Dopo i docenti è stata la volta dei bambini della prima e seconda primaria, sempre con il Teatro del Buratto. Era l’autunno 2019/2020, quando nessuno poteva immaginare scenari di lockdown e Dad. I bambini mettono in scena uno spettacolo che parte dalle fiabe, completamente costruito da loro: «È stato completamente diverso dal classico spettacolo di fine anno o di Natale in cui i bambini spesso eseguono quello che la maestra dice di fare e i bambini hanno l’ansia del fare bene o male. Non c’erano direttive, non c’erano costumi, non c’era scenografia… tutto è stato affidato a piccoli gruppi di bambini che lo hanno ideato completamente. Con movimenti nello spazio e con il loro corpo sono diventati personaggi o elementi della fiaba: il vento, gli alberi. Bambini stranieri e con disabilità si confondevano assolutamente nella classe, in modo armonico, un bambino autistico è riuscito a sfruttare le sue caratteristiche: in scena lui era il vento ed era davvero il vento», dice Di Venosa.
Spettacolo a parte, tutto questo poi è rimasto alla classe, nelle situazioni più ordinarie. Anche in Dad. «Abbiamo cercato delle situazioni di gioco fattibili davanti alla telecamera, sfruttando delle abilità che loro avevano acquisito: sapersi esprimere senza fatica di fronte agli altri, usare il volto per esprimere qualcosa… Abbiamo fatto un lavoro sull’archivio della scuola e guardano le foto i bambini hanno osservato che erano delle scene.

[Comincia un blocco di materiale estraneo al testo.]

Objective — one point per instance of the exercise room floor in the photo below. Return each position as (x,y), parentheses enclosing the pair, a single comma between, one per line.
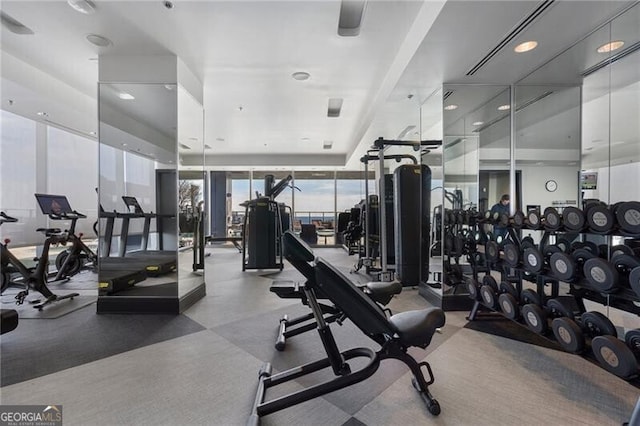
(201,368)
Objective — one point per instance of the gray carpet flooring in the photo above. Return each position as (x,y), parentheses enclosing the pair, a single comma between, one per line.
(200,368)
(37,348)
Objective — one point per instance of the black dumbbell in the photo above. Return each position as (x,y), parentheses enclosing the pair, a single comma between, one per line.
(628,216)
(552,219)
(573,219)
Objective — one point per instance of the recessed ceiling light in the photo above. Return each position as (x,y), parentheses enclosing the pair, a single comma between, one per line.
(301,75)
(611,46)
(526,46)
(83,6)
(99,40)
(14,25)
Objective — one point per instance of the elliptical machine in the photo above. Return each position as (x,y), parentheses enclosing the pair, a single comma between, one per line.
(78,256)
(35,278)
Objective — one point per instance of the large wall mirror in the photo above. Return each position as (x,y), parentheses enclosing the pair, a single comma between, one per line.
(476,155)
(192,188)
(138,193)
(577,140)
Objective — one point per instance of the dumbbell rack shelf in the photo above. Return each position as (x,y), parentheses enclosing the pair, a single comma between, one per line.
(580,289)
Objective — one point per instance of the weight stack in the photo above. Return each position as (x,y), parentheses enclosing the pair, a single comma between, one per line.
(261,234)
(412,204)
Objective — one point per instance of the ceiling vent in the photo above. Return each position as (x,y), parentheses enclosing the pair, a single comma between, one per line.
(334,108)
(14,26)
(405,132)
(533,101)
(519,28)
(351,13)
(86,7)
(611,59)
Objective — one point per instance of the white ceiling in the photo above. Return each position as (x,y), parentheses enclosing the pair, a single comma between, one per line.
(245,52)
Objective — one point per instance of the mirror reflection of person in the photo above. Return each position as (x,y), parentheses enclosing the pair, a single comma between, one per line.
(56,208)
(501,207)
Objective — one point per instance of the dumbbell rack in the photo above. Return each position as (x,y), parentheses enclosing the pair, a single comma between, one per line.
(611,352)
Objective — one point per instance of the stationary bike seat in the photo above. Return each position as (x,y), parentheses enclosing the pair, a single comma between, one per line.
(49,231)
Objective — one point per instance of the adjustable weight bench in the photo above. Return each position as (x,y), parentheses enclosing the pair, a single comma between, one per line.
(8,320)
(395,335)
(300,255)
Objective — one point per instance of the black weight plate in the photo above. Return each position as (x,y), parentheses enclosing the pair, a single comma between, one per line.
(568,334)
(518,219)
(563,266)
(634,280)
(592,247)
(600,274)
(621,249)
(628,215)
(509,306)
(582,255)
(532,260)
(552,219)
(492,251)
(625,263)
(490,281)
(573,218)
(527,242)
(560,309)
(473,289)
(597,324)
(632,339)
(576,245)
(529,296)
(614,356)
(506,287)
(603,251)
(511,254)
(600,219)
(535,318)
(488,297)
(549,250)
(564,244)
(534,220)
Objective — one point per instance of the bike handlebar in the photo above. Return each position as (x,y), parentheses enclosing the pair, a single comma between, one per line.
(6,218)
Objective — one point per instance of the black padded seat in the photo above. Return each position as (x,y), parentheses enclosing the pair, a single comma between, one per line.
(49,231)
(416,328)
(383,292)
(8,320)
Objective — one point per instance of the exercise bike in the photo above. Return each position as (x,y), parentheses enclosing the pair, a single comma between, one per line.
(78,256)
(36,277)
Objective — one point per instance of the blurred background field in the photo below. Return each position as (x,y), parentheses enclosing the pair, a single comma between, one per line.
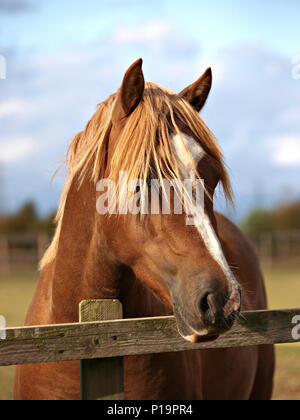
(282,282)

Perché non facciamo parlare le persone? Hanno inventato i dialoghi fra i bambini del passato e abbiamo lavorato sull’uso della voce», racconta la maestra. Ancora adesso, all’intervallo, i bambini che hanno partecipato a quel laboratorio giocano a fare teatro: inventano liberamente e chiamano gli insegnanti a vederli.

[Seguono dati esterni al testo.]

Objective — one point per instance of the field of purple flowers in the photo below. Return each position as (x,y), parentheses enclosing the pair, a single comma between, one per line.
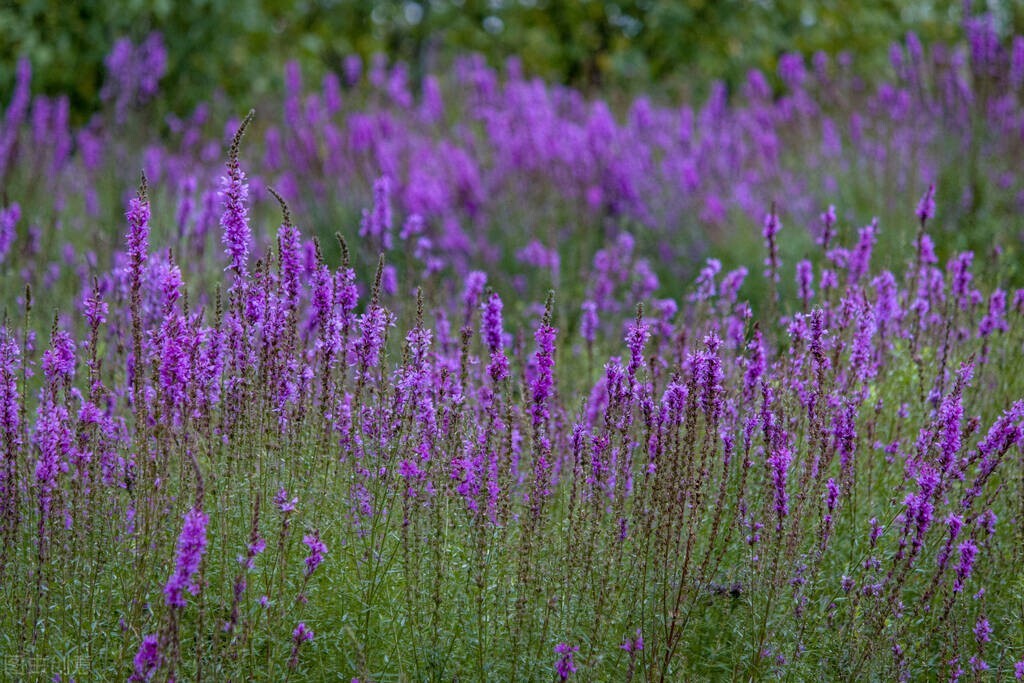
(561,399)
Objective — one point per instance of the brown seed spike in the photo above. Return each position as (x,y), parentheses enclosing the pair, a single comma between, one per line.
(232,153)
(344,249)
(549,306)
(377,279)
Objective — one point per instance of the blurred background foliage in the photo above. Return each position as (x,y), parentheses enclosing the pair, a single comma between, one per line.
(238,47)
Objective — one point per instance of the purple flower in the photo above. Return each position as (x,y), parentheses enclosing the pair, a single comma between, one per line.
(805,281)
(588,322)
(316,551)
(982,631)
(302,634)
(968,551)
(565,664)
(58,360)
(636,339)
(146,659)
(235,219)
(771,227)
(475,282)
(544,381)
(192,547)
(926,208)
(138,235)
(8,223)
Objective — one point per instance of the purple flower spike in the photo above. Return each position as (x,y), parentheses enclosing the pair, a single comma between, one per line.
(317,549)
(565,664)
(926,208)
(235,194)
(192,547)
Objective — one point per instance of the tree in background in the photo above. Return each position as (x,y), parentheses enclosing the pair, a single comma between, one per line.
(238,46)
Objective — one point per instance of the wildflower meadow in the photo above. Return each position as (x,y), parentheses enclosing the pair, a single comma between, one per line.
(494,380)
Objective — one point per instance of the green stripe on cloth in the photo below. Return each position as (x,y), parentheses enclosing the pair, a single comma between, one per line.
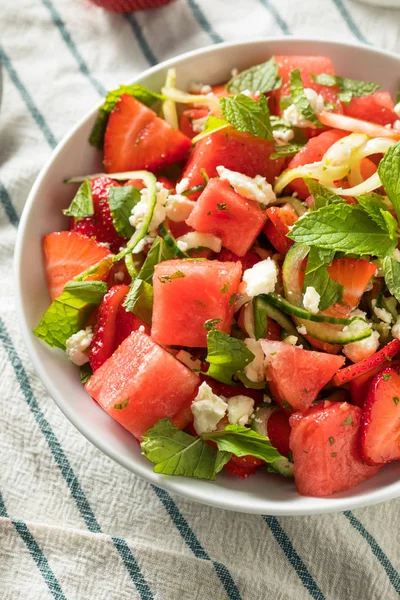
(66,470)
(38,556)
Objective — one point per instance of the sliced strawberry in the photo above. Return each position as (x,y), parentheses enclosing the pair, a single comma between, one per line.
(348,373)
(114,324)
(66,255)
(380,422)
(137,139)
(100,225)
(280,218)
(326,452)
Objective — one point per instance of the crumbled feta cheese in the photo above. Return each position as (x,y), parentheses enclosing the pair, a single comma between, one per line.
(293,116)
(194,239)
(311,300)
(198,124)
(291,339)
(253,188)
(255,371)
(185,358)
(77,346)
(182,185)
(261,278)
(240,409)
(178,208)
(207,409)
(396,329)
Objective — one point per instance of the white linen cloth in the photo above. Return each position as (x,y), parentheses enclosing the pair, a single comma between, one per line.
(73,524)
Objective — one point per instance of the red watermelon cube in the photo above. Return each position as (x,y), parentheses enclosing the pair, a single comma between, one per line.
(189,293)
(226,214)
(326,449)
(240,152)
(142,383)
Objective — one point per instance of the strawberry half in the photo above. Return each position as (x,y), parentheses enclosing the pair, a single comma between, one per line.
(66,255)
(137,139)
(380,421)
(100,225)
(113,326)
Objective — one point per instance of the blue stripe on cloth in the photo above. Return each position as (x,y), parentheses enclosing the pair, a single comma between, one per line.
(9,209)
(144,46)
(293,557)
(36,553)
(350,21)
(194,544)
(67,472)
(203,22)
(36,114)
(282,24)
(376,550)
(59,23)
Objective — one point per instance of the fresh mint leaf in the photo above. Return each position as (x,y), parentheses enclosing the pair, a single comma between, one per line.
(82,205)
(159,252)
(375,207)
(175,452)
(343,228)
(226,355)
(391,271)
(247,115)
(300,100)
(69,313)
(260,78)
(121,200)
(139,92)
(139,300)
(243,441)
(389,173)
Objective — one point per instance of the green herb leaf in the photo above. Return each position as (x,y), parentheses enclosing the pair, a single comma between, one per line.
(159,252)
(139,300)
(139,92)
(343,228)
(389,173)
(121,201)
(68,313)
(300,99)
(391,270)
(243,441)
(175,452)
(247,115)
(226,355)
(82,205)
(260,78)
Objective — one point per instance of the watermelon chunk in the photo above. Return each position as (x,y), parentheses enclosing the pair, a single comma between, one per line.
(296,376)
(240,152)
(226,214)
(189,293)
(146,383)
(325,445)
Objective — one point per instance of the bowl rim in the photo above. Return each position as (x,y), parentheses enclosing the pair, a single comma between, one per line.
(169,483)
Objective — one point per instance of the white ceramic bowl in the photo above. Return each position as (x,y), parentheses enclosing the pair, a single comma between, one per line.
(262,493)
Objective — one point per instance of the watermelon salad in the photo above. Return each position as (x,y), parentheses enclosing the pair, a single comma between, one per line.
(230,286)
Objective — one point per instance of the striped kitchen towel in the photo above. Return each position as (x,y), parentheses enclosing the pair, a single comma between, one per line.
(73,524)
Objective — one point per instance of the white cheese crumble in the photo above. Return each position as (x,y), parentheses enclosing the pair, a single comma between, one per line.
(253,188)
(77,346)
(240,409)
(194,239)
(255,371)
(294,117)
(207,409)
(185,358)
(311,300)
(261,278)
(178,208)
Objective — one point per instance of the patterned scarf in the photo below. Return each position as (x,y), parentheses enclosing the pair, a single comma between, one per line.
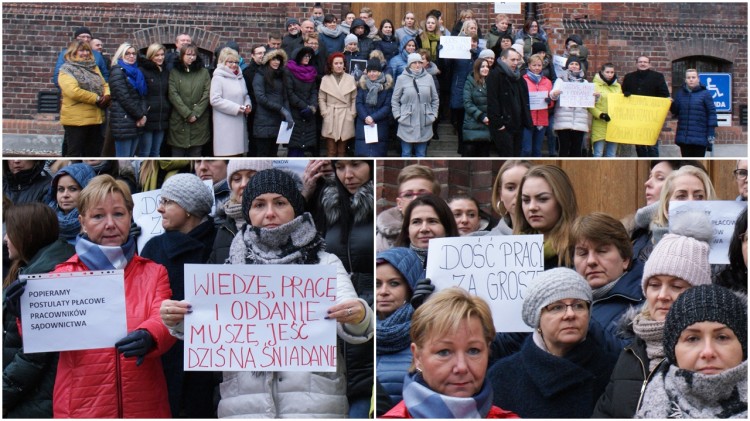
(373,88)
(296,242)
(423,402)
(84,72)
(98,257)
(393,331)
(652,333)
(135,77)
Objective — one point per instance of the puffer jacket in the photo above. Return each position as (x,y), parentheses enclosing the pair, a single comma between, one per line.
(159,107)
(415,105)
(696,115)
(123,390)
(189,91)
(475,111)
(128,106)
(570,118)
(599,126)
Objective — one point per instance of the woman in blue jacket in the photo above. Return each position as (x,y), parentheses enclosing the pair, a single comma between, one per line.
(696,117)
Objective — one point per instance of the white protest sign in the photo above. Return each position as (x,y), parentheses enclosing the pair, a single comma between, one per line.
(496,268)
(73,311)
(455,47)
(537,100)
(260,318)
(577,95)
(723,215)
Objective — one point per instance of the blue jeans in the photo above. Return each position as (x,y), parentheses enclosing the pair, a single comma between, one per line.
(420,149)
(151,143)
(126,148)
(532,142)
(609,149)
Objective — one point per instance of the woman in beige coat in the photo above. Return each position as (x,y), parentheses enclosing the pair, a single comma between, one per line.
(337,102)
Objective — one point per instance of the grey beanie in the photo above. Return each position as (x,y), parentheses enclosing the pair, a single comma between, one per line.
(274,181)
(188,191)
(550,286)
(705,303)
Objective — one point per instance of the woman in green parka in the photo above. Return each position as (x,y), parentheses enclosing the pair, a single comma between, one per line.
(189,89)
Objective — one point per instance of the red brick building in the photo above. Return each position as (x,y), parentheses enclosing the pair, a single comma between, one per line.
(708,36)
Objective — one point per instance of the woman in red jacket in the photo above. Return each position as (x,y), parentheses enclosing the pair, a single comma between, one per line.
(126,380)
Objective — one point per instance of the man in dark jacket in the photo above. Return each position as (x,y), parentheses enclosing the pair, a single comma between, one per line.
(645,82)
(508,104)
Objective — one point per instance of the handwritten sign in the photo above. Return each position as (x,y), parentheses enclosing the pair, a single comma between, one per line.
(260,318)
(73,311)
(723,215)
(577,95)
(455,47)
(636,119)
(496,268)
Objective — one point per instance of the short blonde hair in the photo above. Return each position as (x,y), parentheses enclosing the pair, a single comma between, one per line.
(99,188)
(443,313)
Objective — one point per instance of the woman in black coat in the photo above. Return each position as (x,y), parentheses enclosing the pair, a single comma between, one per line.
(159,107)
(302,91)
(127,114)
(272,108)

«Abbiamo messo un seme e la prima piantina ha resistito a questo anno e mezzo imprevedibilmente complicato», sintetizza Di Venosa. Il 7 è un altro passo in avanti, con l'Istituto Comprensivo Rinnovata Pizzigoni che vuole diventare, anche con il teatro, un polo culturale e motore di rinnovamento per il quartiere e la città intera. Il 30 settembre alla Pizzigoni è andato in scena lo spettacolo vincitore del Premio Teatro Nudo No’mah di Teresa Pomodoro “ArleChino: traduttore e traditore di due padroni” di Cristina Pezzoli e Shi Yang Shi e la scuola tornerà ad essere palcoscenico in occasione del concerto strumentale in programma il 14 ottobre.